In a statement disclosing the settlements, the SEC said Fleming undertook several initiatives in 2001 and 2002 to disguise its declining sales and profits as its customers' performance declined in order to "bridge the gap between Wall Street expectations and disappointing actual operating results."

As previously reported, those initiatives included obtaining "misleading" letters from suppliers to justify accounting recognition of rebates before those rebates had actually been earned.

The companies the SEC alleged had assisted Fleming in inflating its earnings and that settled with the SEC without admitting guilt were: Dean Foods Co., Dallas, which agreed to pay $400,000; Kemps, formerly known as Marigold Foods, Minneapolis, $150,000; and Digital Exchange Systems, Tampa, Fla., $100,000. Several executives from those companies, as well as one executive each from Frito-Lay, Plano, Texas, and Kraft Foods, Northfield, Ill., also agreed to pay smaller fines.

Enholm said in each of those cases, the vendors provided letters stating they owed Fleming rebates before those rebates were actually due.

"I was able to prove that they were in cahoots with the vendors," he said, noting one instance in which a supplier sent a letter indicating that it owed Fleming $2.5 million, when in fact the contract stated that the $2.5 million was to be earned over a three-year period.

During his testimony to the SEC, Enholm said, he learned that an executive at Fleming had drafted a document that essentially had been used to "coach" vendors on how to write the letters.

For his part, Enholm said he reported the improprieties to Fleming executives and to the company's auditors, who he said warned Fleming to stop, but did not make it restate its earnings.

"It wasn't until later that I could see the whole house of cards that was being built," he explained.

The SEC also said Fleming improperly inflated earnings by buying excessive inventory toward the ends of quarters "solely to generate cash and volume discounts, which Fleming recorded immediately." The company also reported "sizeable accounting reserves" without justification in order to increase earnings, and did not establish reserves against known losses, the SEC said.

Had Fleming properly accounted for those transactions, its pretax earnings for 2001 would have declined almost 40%, according to the SEC.

The SEC also said Fleming "repeatedly changed how it calculated same-store sales, without disclosing to investors that it was making those changes." It also inflated sales at its retail stores by including financing transactions disguised as sales.
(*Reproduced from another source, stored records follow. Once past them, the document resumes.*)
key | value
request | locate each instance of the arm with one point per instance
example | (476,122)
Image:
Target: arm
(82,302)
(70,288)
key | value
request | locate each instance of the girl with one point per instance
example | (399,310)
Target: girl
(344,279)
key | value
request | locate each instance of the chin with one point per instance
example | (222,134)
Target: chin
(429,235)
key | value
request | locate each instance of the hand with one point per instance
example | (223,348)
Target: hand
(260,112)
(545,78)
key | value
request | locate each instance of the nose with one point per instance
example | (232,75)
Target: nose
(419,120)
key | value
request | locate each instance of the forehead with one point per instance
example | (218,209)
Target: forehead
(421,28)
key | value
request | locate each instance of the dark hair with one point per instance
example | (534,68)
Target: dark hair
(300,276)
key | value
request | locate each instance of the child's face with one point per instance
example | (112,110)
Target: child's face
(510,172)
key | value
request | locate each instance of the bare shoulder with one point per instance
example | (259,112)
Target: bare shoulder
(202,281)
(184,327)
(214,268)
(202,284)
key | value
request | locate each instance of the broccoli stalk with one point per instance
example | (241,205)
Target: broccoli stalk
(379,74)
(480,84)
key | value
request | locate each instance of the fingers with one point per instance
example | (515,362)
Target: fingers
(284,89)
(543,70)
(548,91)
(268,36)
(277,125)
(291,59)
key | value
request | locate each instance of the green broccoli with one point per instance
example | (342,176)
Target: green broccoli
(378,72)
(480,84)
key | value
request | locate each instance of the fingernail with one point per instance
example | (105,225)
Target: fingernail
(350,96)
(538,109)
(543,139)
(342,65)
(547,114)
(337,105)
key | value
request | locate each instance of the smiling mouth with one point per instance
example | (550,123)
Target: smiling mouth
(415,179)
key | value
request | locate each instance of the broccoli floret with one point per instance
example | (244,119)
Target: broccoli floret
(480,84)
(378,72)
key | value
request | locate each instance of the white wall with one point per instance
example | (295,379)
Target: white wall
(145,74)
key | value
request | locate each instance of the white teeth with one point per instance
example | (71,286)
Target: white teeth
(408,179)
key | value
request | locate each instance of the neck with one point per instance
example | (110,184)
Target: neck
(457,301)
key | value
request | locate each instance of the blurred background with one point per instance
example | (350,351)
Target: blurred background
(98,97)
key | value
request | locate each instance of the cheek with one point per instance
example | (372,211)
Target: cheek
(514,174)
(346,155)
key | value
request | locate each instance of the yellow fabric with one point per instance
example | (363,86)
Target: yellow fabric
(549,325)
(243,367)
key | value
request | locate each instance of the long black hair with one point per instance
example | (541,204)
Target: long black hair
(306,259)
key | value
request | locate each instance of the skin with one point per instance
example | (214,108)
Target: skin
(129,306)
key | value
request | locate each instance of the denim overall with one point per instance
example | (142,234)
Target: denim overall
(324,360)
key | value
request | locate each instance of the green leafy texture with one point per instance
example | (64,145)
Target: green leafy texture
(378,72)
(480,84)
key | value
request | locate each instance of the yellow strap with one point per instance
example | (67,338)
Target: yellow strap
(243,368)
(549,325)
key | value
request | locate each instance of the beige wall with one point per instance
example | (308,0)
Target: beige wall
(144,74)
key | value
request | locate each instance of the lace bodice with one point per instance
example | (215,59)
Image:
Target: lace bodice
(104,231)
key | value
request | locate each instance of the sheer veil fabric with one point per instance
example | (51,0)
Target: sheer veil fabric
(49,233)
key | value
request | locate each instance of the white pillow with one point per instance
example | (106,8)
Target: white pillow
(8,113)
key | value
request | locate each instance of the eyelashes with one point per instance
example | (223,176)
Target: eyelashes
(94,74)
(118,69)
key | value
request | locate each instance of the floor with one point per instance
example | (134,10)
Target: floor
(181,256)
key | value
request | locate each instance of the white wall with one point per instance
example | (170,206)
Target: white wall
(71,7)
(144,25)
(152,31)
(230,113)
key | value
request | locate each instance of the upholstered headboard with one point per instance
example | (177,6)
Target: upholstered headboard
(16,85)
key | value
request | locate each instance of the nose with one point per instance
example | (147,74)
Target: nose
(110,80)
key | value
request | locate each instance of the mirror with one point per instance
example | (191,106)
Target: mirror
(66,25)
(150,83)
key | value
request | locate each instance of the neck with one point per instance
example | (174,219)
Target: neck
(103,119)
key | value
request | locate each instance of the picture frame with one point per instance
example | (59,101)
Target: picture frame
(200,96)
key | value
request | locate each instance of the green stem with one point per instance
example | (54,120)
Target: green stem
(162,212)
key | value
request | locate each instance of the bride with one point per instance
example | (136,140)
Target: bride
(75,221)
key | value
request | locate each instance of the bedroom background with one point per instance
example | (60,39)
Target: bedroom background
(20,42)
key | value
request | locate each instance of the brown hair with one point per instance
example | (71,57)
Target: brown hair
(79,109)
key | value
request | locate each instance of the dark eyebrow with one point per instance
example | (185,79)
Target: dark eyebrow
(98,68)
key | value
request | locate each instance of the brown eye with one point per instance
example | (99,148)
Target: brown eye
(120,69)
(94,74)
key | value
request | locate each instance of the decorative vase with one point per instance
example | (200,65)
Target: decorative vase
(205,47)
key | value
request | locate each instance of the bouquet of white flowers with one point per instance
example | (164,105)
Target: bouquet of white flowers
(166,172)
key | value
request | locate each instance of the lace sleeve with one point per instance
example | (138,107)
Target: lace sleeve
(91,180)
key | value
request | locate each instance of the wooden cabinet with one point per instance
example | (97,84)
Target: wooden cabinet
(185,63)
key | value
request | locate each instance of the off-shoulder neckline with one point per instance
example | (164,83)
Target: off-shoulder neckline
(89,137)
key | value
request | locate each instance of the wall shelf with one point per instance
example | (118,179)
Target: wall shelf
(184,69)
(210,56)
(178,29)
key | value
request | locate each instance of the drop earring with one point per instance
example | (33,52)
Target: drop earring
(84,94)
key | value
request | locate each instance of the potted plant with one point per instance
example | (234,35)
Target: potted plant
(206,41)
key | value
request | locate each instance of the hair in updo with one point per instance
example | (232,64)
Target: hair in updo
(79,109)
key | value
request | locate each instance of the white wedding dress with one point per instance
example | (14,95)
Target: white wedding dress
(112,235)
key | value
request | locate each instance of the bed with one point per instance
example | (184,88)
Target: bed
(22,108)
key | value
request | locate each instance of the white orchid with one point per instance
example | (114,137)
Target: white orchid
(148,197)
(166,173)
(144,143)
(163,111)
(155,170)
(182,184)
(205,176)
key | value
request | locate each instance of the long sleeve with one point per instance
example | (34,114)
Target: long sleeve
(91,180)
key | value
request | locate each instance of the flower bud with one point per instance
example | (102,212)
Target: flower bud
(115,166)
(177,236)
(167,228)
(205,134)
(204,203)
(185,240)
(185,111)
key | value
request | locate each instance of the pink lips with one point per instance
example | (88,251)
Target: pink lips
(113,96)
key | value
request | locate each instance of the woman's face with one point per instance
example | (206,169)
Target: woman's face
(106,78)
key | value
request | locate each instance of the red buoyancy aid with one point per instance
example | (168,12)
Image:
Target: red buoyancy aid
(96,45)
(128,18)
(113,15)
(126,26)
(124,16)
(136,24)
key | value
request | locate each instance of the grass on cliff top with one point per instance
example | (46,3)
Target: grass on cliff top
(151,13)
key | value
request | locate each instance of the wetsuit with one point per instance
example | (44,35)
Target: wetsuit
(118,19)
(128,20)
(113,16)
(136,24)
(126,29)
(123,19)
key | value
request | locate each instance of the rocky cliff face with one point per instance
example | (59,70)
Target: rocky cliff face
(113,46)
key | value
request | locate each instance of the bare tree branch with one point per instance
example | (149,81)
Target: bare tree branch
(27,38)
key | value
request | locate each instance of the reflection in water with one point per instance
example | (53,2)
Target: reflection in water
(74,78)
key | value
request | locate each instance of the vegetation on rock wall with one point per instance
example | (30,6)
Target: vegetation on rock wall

As a result, the SEC said, Fleming was able to report gains in same-store sales when in fact those sales were declining.

Enholm said he learned during his testimony of one way in which the company inflated same-store sales: counting sales from new stores as improvements over sales from other stores that had been shuttered. For example, Fleming opened a new Food 4 Less store in Phoenix after closing down an Abco store in the market months earlier, but reported sales from the new store, which was much larger, as same-store sales gains over the sales from the shuttered store, which had been performing poorly.

Harold F. Degenhardt, the SEC's administrator in Fort Worth, Texas, told SN the commission was continuing its investigation.

"Any individuals or entities that were involved in Fleming's problems should take little comfort in this settlement," he said. "We recognize that Fleming's problems were not caused by the company itself but by individuals."

The SEC also identified several employees from the vendor companies who had agreed to pay penalties in the case. They were John D. Robinson, a senior executive at Dean Foods, who agreed to pay $50,000; James Green, chief executive officer, Kemps, who also agreed to pay $50,000; Christopher Thorpe, vice president of financial services, Kemps, $50,000; Steven Schmidt, president, Digital Exchange Systems, $75,000; Rosario Coniglio, principal, Digital Exchange Systems, $75,000; Bruce Keith Jensen, director, national accounts, Frito-Lay, $25,000; and John K. Adams, regional manager, Kraft Foods, $25,000.